Intel is considering cutting jobs in a broader attempt to cut costs as a continued slump in global PC sales continues to affect its business.

The chip giant posted a 20pc annual drop in third-quarter sales to $15.3bn and posted conservative profit and revenue for the rest of the year.

“Despite worsening economic conditions, we delivered solid results and made significant progress with our product and process execution during the quarter,” CEO Pat Gelsinger said on an earnings call yesterday (October 27).

“To position ourselves for this business cycle, we are aggressively addressing costs and driving efficiencies across the business to accelerate our IDM 2.0 drive for the digital future.”

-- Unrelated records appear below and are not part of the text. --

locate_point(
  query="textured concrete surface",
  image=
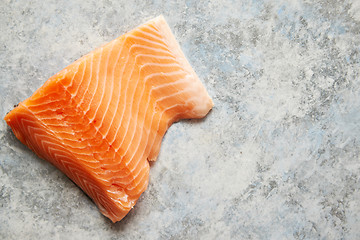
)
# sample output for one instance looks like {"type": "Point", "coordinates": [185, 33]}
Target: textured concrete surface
{"type": "Point", "coordinates": [277, 158]}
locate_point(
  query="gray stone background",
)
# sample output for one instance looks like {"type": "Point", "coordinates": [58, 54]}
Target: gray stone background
{"type": "Point", "coordinates": [277, 158]}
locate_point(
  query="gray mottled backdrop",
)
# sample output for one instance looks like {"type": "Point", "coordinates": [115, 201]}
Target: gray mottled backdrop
{"type": "Point", "coordinates": [277, 158]}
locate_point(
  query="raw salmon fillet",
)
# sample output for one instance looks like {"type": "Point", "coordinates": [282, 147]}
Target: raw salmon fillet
{"type": "Point", "coordinates": [102, 118]}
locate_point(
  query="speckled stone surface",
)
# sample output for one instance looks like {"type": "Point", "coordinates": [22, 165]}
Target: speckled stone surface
{"type": "Point", "coordinates": [277, 158]}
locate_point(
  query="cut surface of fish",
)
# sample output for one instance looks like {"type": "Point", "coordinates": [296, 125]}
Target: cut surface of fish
{"type": "Point", "coordinates": [102, 119]}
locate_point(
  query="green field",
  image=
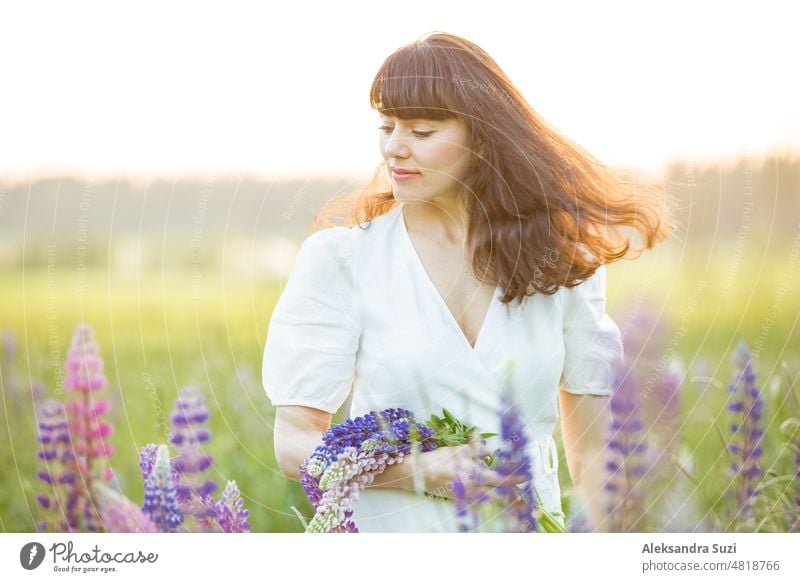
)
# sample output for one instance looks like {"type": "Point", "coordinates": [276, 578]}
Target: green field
{"type": "Point", "coordinates": [158, 332]}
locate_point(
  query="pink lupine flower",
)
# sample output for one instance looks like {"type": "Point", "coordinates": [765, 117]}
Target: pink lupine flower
{"type": "Point", "coordinates": [119, 514]}
{"type": "Point", "coordinates": [88, 432]}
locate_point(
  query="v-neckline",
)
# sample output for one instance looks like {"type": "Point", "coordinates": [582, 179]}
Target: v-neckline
{"type": "Point", "coordinates": [438, 295]}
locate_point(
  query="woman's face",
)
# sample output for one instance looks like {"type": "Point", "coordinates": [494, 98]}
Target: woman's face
{"type": "Point", "coordinates": [438, 152]}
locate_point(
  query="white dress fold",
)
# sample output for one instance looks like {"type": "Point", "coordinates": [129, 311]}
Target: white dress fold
{"type": "Point", "coordinates": [360, 317]}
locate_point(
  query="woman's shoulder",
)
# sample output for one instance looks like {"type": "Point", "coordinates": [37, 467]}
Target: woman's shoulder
{"type": "Point", "coordinates": [350, 239]}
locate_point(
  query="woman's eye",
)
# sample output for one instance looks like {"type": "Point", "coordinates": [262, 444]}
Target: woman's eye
{"type": "Point", "coordinates": [387, 129]}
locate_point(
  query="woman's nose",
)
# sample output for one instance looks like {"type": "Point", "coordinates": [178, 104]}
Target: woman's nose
{"type": "Point", "coordinates": [396, 147]}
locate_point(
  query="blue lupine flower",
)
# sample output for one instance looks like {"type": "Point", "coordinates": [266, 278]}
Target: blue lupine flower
{"type": "Point", "coordinates": [746, 436]}
{"type": "Point", "coordinates": [188, 432]}
{"type": "Point", "coordinates": [160, 496]}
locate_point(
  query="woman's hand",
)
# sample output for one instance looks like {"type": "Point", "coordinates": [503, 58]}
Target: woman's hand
{"type": "Point", "coordinates": [437, 469]}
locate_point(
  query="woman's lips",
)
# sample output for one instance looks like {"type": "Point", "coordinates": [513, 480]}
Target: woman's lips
{"type": "Point", "coordinates": [404, 175]}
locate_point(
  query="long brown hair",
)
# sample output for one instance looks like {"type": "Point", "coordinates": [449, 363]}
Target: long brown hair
{"type": "Point", "coordinates": [539, 202]}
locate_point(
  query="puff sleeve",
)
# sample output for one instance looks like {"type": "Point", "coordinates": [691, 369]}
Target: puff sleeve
{"type": "Point", "coordinates": [592, 340]}
{"type": "Point", "coordinates": [313, 335]}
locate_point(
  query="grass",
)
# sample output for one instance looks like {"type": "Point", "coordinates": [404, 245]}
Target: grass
{"type": "Point", "coordinates": [160, 331]}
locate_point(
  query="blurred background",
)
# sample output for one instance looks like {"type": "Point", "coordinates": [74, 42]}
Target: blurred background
{"type": "Point", "coordinates": [161, 165]}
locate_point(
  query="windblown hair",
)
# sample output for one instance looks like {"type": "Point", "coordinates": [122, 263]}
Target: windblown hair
{"type": "Point", "coordinates": [543, 213]}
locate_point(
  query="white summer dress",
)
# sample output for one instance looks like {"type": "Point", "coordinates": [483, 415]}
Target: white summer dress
{"type": "Point", "coordinates": [359, 317]}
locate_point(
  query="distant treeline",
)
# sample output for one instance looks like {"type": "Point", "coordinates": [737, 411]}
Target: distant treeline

These “aggressive” moves include $3 billion in cost reductions in 2023, growing to $10 billion in annualized cost reductions and efficiency gains by the end of 2025.

Gelsinger also confirmed to several media outlets that these measures will include job cuts that will affect its global employees. Intel has around 120,000 employees worldwide, including around 5,000 in Ireland.

The latest earnings report and comments from Gelsinger confirm reports from earlier this month that Intel planned to cut thousands of jobs across its global operations amid continued PC sales – with uncertainty surrounding whether this would affect workers in Ireland.

“We plan for the economic uncertainty to continue into 2023,” Gelsinger said on the earnings call, according to The Wall Street Journal. “It’s just hard to see any spots of good news on the horizon.”

Other tech companies that have recently announced job cuts include Snap, Coinbase, Netflix, Twilio, Patreon, Intercom and Shopify, among others.

Meta CEO Mark Zuckerberg told employees in a Q&A last month that the company is cutting its budget across most teams — even those that are growing — amid revenue challenges and increasing competition. This is the company’s first major budget cut after 18 years of growth.

“I was hoping that the economy would have stabilized more clearly by now,” Zuckerberg reportedly said, suggesting that job cuts could be on the table. “But from what we’re seeing, it doesn’t look like it yet, so we want to plan a little conservatively.”

David Zinsner, chief financial officer at Intel, said the company is now focused on “adopting an internal foundry model” as part of its broader IDM 2.0 strategy for integrated device manufacturing announced last year.

In March, Intel unveiled the first phase of its vast investment program for semiconductor manufacturing across Europe, starting with an investment of 33 billion euros. Ireland will see €12bn of this pan-European investment at the company’s site in Leixlip, Co Kildare.